Let’s create a file locally and add text to it (courtesy of loremgibson.com) just so we see it is replicated to all the nodes:

vim /tmp/testdir1/loremGibson.txt
Then add our text file to our new directory:
/opt/hadoop/hadoop/bin/hadoop fs -copyFromLocal /tmp/testdir1/loremGibson.txt hdfs://master:9000/testdir0/loremGibson.txt
[hadoopFS2](https://raw.githubusercontent.com/alanverdugo/alanverdugo.github.io/master/wp-content/uploads/2016/01/hadoopFS2.png) Now you can see that our file has been automatically replicated to all 3 nodes! hadoopFS3 **Conclusion:**

    Hadoop is not hard to install nor configure, but you need to pay very close attention to many aspects, otherwise you will get obscure errors and since this is a “new” technology, the amount of useful help you can get is not great.
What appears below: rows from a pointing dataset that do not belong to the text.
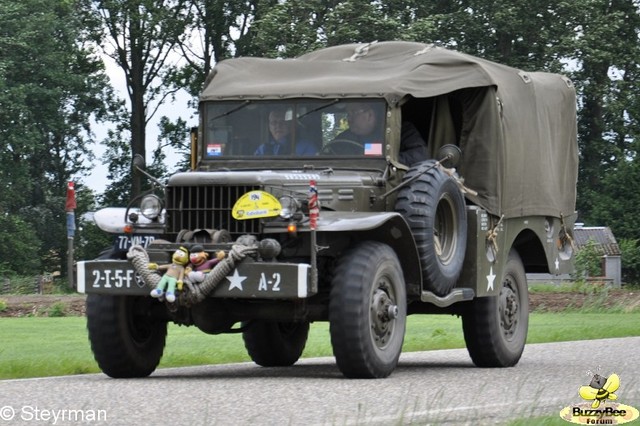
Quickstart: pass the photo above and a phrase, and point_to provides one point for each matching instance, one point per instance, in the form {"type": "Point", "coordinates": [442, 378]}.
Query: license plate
{"type": "Point", "coordinates": [124, 242]}
{"type": "Point", "coordinates": [250, 280]}
{"type": "Point", "coordinates": [109, 277]}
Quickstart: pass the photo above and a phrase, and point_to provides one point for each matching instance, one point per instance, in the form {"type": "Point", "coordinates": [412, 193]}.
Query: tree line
{"type": "Point", "coordinates": [54, 90]}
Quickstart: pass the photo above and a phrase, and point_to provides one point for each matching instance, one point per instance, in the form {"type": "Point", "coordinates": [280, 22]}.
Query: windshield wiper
{"type": "Point", "coordinates": [335, 101]}
{"type": "Point", "coordinates": [231, 111]}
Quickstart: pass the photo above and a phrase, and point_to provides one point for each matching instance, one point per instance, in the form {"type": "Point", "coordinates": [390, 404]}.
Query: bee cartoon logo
{"type": "Point", "coordinates": [599, 408]}
{"type": "Point", "coordinates": [600, 389]}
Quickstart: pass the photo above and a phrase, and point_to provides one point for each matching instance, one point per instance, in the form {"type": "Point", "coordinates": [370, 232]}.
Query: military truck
{"type": "Point", "coordinates": [353, 232]}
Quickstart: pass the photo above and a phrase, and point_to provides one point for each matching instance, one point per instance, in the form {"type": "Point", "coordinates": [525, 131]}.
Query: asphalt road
{"type": "Point", "coordinates": [437, 387]}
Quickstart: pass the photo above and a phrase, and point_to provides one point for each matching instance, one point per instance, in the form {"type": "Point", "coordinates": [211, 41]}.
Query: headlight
{"type": "Point", "coordinates": [151, 207]}
{"type": "Point", "coordinates": [289, 207]}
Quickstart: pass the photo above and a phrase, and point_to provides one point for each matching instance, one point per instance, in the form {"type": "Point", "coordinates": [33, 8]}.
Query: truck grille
{"type": "Point", "coordinates": [207, 207]}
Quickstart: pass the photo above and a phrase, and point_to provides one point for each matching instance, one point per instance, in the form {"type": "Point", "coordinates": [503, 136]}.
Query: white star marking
{"type": "Point", "coordinates": [490, 279]}
{"type": "Point", "coordinates": [235, 281]}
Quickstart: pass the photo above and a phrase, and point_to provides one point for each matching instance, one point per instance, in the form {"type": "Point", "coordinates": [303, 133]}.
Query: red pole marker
{"type": "Point", "coordinates": [314, 210]}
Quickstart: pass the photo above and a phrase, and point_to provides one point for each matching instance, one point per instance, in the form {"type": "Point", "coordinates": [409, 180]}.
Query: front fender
{"type": "Point", "coordinates": [388, 228]}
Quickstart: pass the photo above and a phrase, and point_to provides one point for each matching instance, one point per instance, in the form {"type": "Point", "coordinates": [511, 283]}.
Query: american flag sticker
{"type": "Point", "coordinates": [372, 149]}
{"type": "Point", "coordinates": [214, 149]}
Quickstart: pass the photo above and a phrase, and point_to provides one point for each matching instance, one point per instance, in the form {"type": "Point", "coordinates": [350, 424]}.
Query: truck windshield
{"type": "Point", "coordinates": [298, 128]}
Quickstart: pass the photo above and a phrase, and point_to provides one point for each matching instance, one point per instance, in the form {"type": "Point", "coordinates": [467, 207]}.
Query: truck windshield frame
{"type": "Point", "coordinates": [298, 128]}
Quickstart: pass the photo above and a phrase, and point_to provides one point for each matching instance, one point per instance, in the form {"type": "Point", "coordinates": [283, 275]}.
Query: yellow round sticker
{"type": "Point", "coordinates": [256, 204]}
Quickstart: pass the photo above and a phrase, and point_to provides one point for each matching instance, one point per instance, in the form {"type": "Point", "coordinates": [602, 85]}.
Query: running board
{"type": "Point", "coordinates": [457, 295]}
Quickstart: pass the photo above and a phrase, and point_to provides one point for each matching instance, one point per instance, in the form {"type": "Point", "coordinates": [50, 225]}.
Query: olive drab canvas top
{"type": "Point", "coordinates": [518, 134]}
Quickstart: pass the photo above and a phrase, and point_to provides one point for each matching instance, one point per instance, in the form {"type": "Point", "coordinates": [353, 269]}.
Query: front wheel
{"type": "Point", "coordinates": [495, 328]}
{"type": "Point", "coordinates": [125, 342]}
{"type": "Point", "coordinates": [367, 311]}
{"type": "Point", "coordinates": [275, 344]}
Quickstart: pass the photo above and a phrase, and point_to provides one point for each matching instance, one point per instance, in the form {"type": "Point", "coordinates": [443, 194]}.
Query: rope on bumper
{"type": "Point", "coordinates": [196, 292]}
{"type": "Point", "coordinates": [138, 256]}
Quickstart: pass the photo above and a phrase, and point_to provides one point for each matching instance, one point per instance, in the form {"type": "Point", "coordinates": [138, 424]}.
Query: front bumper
{"type": "Point", "coordinates": [249, 280]}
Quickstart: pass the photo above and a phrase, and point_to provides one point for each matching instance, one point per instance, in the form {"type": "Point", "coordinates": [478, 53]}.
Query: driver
{"type": "Point", "coordinates": [280, 134]}
{"type": "Point", "coordinates": [363, 125]}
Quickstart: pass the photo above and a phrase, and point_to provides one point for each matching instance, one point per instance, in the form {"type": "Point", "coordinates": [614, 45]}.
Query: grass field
{"type": "Point", "coordinates": [40, 346]}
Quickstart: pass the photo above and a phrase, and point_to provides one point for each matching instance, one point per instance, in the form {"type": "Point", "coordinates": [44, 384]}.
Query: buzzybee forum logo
{"type": "Point", "coordinates": [600, 408]}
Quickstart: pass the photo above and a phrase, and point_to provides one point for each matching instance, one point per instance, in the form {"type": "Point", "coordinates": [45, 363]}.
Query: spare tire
{"type": "Point", "coordinates": [434, 208]}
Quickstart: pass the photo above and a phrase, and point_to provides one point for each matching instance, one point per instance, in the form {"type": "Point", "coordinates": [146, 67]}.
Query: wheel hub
{"type": "Point", "coordinates": [508, 309]}
{"type": "Point", "coordinates": [383, 312]}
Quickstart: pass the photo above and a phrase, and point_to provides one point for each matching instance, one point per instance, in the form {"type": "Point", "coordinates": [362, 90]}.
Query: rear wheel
{"type": "Point", "coordinates": [367, 311]}
{"type": "Point", "coordinates": [275, 344]}
{"type": "Point", "coordinates": [495, 328]}
{"type": "Point", "coordinates": [125, 341]}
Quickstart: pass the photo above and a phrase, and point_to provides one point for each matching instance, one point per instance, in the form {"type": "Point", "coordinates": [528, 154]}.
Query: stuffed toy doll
{"type": "Point", "coordinates": [174, 275]}
{"type": "Point", "coordinates": [200, 264]}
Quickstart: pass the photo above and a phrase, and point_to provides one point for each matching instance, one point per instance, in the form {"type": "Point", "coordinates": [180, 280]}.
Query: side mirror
{"type": "Point", "coordinates": [449, 155]}
{"type": "Point", "coordinates": [138, 162]}
{"type": "Point", "coordinates": [138, 165]}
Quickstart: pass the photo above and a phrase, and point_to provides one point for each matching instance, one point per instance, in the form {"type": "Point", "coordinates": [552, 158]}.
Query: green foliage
{"type": "Point", "coordinates": [51, 86]}
{"type": "Point", "coordinates": [58, 309]}
{"type": "Point", "coordinates": [19, 247]}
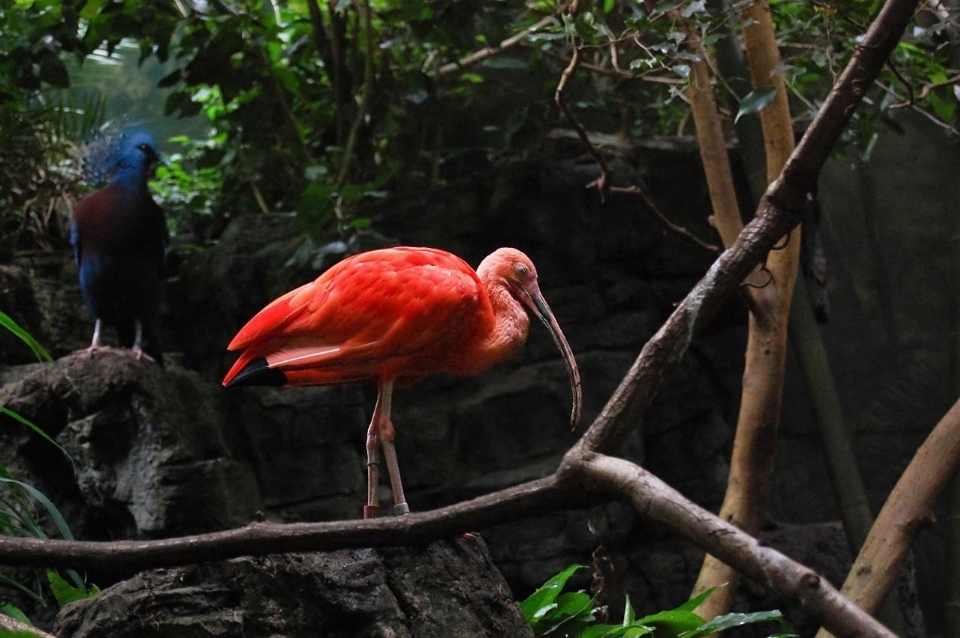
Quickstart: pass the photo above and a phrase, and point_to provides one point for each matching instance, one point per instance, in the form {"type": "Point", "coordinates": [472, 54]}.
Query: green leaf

Also, since this a complex technology, many problems can arise and are hard to troubleshoot. Sadly, there are not many online resources that are easy to follow, or the ones that are written properly are mostly outdated already. Personally, I had to read many tutorials and do a lot of troubleshooting in order to setup this correctly because many of the tutorials I read omitted bits of important information. There are, however, other projects that can help with the administration of Hadoop and its components. Two good examples are IBM BigInsights and Ambari. Even without those tools, adding and removing Hadoop nodes is very easy once the basic setup is correctly configured. I am nowhere near of being an expert on Big Data yet, but I tried my best to write this post as clear as possible and I truly hope it is useful. Big Data is undoubtedly here to stay and this kind of publications are indeed a valuable resource for newcomers.